In 17 days, the Terrapins men’s basketball team will hear its name called on Selection Sunday, deemed one of 68 teams worthy of competing for the NCAA championship.
That shouldn’t come as a shock. The Terps aren’t the bumbling mess of a football program that plays its games a few buildings away, one that didn’t receive an invitation to a bowl game in 2015.
And these aren’t the Terps of 2013-14 who were denied entry into all three major postseason tournaments, the NCAA Tournament, National Invitation Tournament and College Basketball Invitational.
But Selection Sunday will still hold importance, as we’ll learn what seed the Terps earn. For months, pundits and fans have speculated about the No. 10 Terps’ position in the national landscape.
With back-to-back losses to Wisconsin and Minnesota over the past two weeks, though, the Terps have deservedly seen their stock tumble. While they were once tabbed a No. 1 seed by many outlets, The Washington Post’s Patrick Stevens said the Terps are now likely to be a No. 3, No. 4 or even a No. 5 seed.
Saturday, the Terps start a stretch that could prove the doubters wrong. It marks the first of the Terps’ final three regular-season games, two of which come against ranked squads on the road — No. 20 Purdue and No. 18 Indiana.
To be fair, garnering a high seed isn’t akin to receiving one of Willy Wonka’s Golden Tickets. There are no guarantees to success in March Madness. Recall No. 11-seed VCU reaching the Final Four in 2011. Or No. 10-seed Davidson, led by a young guard you may have heard of — Stephen Curry — qualifying for the Elite Eight in 2008. Or even No. 11-seed George Mason, which reached the Final Four in 2006.
But where the Terps end up seeded will be telling. Pair a strong showing in the final three regular-season games with a Big Ten tournament title, and we could be talking about a No. 1 or No. 2 seed. Get bounced in the first round of the conference tournament, and coach Mark Turgeon’s team will probably end up (God forbid) lower in the bracket than last year, when it was a No. 4 seed.
Are the Terps contenders or pretenders?
“In the first half, we were on a roll,” Turgeon said after his team’s 86-82 win over Michigan. “It was the first time in maybe four or five weeks we looked like the team that we were.”
Five weeks before Turgeon’s comments, the Terps were the No. 3 team in the country, fresh off a 100-65 lambasting of Ohio State on Jan. 16.
At that point, we started hearing murmurs that the best college basketball team in the country resided in College Park.
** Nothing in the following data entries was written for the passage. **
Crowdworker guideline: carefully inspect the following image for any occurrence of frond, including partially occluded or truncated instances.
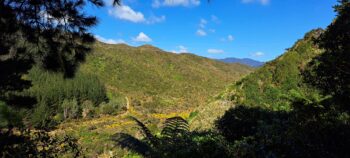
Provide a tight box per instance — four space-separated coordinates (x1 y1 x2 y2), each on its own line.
162 117 190 138
111 133 152 157
130 116 158 145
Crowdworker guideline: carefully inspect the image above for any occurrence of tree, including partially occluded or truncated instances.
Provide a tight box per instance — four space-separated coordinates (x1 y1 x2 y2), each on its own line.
305 0 350 111
0 0 121 105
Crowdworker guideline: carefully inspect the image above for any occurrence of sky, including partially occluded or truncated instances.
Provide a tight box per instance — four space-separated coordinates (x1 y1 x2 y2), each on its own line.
87 0 337 61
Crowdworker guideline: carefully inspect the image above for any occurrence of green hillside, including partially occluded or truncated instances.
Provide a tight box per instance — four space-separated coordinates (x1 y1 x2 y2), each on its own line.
192 29 323 129
80 43 253 111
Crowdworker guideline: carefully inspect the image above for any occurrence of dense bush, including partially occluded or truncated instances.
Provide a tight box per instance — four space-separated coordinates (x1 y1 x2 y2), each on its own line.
22 68 107 128
111 117 230 158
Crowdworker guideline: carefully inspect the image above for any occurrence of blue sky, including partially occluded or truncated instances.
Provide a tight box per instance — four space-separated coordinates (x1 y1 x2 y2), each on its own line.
88 0 336 61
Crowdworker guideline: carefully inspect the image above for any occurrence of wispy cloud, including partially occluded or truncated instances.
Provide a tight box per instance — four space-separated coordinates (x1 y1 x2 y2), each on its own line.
199 19 208 29
108 5 166 24
251 52 265 57
171 45 188 53
242 0 270 5
95 35 126 44
221 35 235 42
108 5 146 23
227 35 235 41
208 49 225 54
152 0 201 8
210 15 220 23
132 32 152 42
196 29 207 36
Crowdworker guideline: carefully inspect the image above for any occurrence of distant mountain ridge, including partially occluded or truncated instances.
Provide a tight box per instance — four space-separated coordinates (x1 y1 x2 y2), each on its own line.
79 42 254 112
219 57 265 67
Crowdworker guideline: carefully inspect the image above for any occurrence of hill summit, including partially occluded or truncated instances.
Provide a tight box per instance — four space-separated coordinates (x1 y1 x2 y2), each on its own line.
80 42 253 111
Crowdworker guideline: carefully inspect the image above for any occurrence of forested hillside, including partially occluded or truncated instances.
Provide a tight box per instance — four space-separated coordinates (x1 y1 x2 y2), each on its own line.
80 43 253 112
192 29 323 129
219 29 323 110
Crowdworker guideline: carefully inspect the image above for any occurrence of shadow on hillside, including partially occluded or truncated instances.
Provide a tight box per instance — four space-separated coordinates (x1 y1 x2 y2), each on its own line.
216 101 350 157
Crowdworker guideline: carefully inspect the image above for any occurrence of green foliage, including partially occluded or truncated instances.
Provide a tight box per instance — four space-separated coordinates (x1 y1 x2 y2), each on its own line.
221 29 323 110
29 102 57 129
111 117 229 158
97 100 125 115
0 128 81 157
216 0 350 158
61 99 81 119
26 68 107 106
79 43 252 113
0 101 22 129
304 0 350 112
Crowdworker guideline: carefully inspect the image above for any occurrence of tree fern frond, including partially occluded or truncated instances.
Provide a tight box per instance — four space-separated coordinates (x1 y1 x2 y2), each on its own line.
130 116 158 145
111 133 152 157
161 117 190 138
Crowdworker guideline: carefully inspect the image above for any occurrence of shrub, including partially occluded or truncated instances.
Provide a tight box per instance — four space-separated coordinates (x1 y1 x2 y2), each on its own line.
81 100 95 118
61 99 80 119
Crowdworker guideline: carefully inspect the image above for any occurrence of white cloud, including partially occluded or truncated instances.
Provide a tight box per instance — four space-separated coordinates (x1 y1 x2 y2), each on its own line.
209 29 216 33
95 35 126 44
196 29 207 36
227 35 235 41
133 32 152 42
252 52 265 57
108 5 166 24
152 0 200 8
146 15 166 24
108 5 146 23
208 49 224 54
199 19 208 29
171 45 188 53
220 35 235 42
211 15 220 23
242 0 270 5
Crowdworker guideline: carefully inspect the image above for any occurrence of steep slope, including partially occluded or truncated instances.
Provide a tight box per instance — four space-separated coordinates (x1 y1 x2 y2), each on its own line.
192 29 323 129
219 58 265 67
80 43 253 111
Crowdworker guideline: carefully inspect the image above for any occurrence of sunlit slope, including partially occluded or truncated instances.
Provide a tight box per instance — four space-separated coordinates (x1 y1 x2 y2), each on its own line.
192 29 322 128
80 43 253 111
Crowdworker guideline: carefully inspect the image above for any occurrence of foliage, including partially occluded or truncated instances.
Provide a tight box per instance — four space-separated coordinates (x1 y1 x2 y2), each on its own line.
0 128 81 157
111 117 229 158
26 68 107 106
221 29 323 111
304 0 350 112
0 0 107 108
0 101 22 129
216 0 350 157
79 42 253 113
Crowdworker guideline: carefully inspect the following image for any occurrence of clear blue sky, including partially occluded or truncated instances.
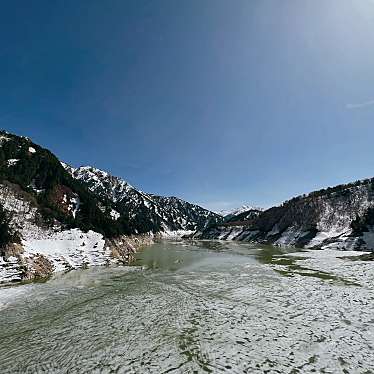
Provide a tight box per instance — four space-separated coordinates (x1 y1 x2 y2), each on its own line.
0 0 374 209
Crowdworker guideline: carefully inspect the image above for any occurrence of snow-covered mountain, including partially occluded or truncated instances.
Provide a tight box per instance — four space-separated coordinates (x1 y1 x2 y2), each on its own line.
199 178 374 251
63 164 221 234
217 205 264 221
0 131 222 283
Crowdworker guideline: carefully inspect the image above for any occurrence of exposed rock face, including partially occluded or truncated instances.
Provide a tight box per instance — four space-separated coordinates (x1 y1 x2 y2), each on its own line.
105 235 153 265
195 179 374 250
63 164 223 233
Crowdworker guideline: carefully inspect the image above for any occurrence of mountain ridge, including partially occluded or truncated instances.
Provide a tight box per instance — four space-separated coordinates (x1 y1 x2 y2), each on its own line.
0 131 221 283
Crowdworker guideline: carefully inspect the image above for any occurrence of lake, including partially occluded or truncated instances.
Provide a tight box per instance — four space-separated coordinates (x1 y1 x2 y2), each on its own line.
0 241 374 374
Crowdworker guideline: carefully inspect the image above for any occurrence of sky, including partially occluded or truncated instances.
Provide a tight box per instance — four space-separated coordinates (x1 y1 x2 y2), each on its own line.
0 0 374 210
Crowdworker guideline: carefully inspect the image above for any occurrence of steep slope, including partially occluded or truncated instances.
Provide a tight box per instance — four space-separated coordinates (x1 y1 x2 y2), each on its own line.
217 205 263 220
64 164 222 233
0 131 219 283
196 179 374 250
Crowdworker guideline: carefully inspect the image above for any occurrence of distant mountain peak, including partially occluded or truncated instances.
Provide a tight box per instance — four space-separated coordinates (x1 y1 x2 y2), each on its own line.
217 204 264 217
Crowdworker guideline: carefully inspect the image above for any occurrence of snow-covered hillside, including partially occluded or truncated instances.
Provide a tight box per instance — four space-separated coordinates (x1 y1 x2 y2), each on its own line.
63 164 221 235
0 131 221 283
199 179 374 250
217 205 263 218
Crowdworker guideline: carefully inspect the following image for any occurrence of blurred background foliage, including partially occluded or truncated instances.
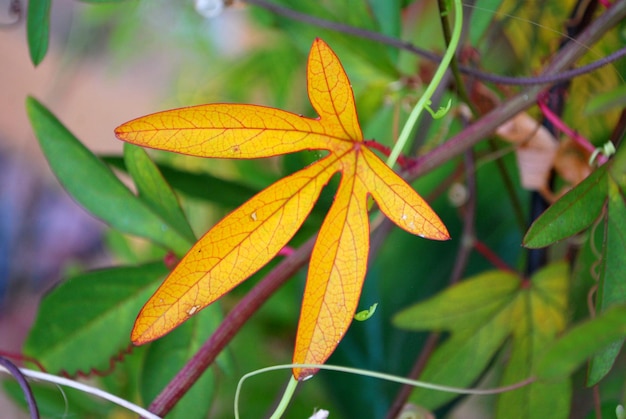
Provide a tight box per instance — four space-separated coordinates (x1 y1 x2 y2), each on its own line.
1 0 626 418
And for good reason — the Terps were at their best against the Buckeyes, operating in concert on offense and defense.
It was a flawless display of basketball. It was Beethoven on hardwood.
Since then, things have been a bit different. No, the sky hasn’t fallen. But it’s come close.
A road loss to then-No. 11 Michigan State on Jan. 23 wasn’t disheartening, but a home loss to Wisconsin on Feb. 13 was. A 68-63 defeat at the hands of a Minnesota team that entered 0-13 in conference play was as close to a nightmare as one could have in college sports.
“I got to figure out a way to get us going again,” Turgeon said Feb. 18 after the game. “We’re not ourselves.”
The Terps began the season ranked No. 3, a nod to their uber-talented roster. But 28 games in, the Terps have indisputably underperformed. They are galaxies more talented than their No. 10 ranking and 23-5 record suggest.
In a college basketball season devoid of a true powerhouse, Turgeon has let a perfect opportunity to stand atop the country slip from his fingers, one surrendered offensive rebound and turnover at a time.
Traditional powerhouses of years past have fallen off a bit. Kentucky hasn’t played like Kentucky. Duke hasn’t played like Duke. The No. 1 ranking in the country has proven untenable, the slot changing hands faster than an Aroldis Chapman fastball. The loss to Minnesota assures the Terps won’t hold the No. 1 ranking in the country for the first time in program history. That’s off the table.
But maybe they learned something from the embarrassing loss. Maybe, as the shocked Golden Gophers fans stormed the court, the Terps learned something about themselves.
Maybe, as the cliche goes, they needed to taste failure to learn how to succeed.
Or maybe they aren’t as good as we thought they were.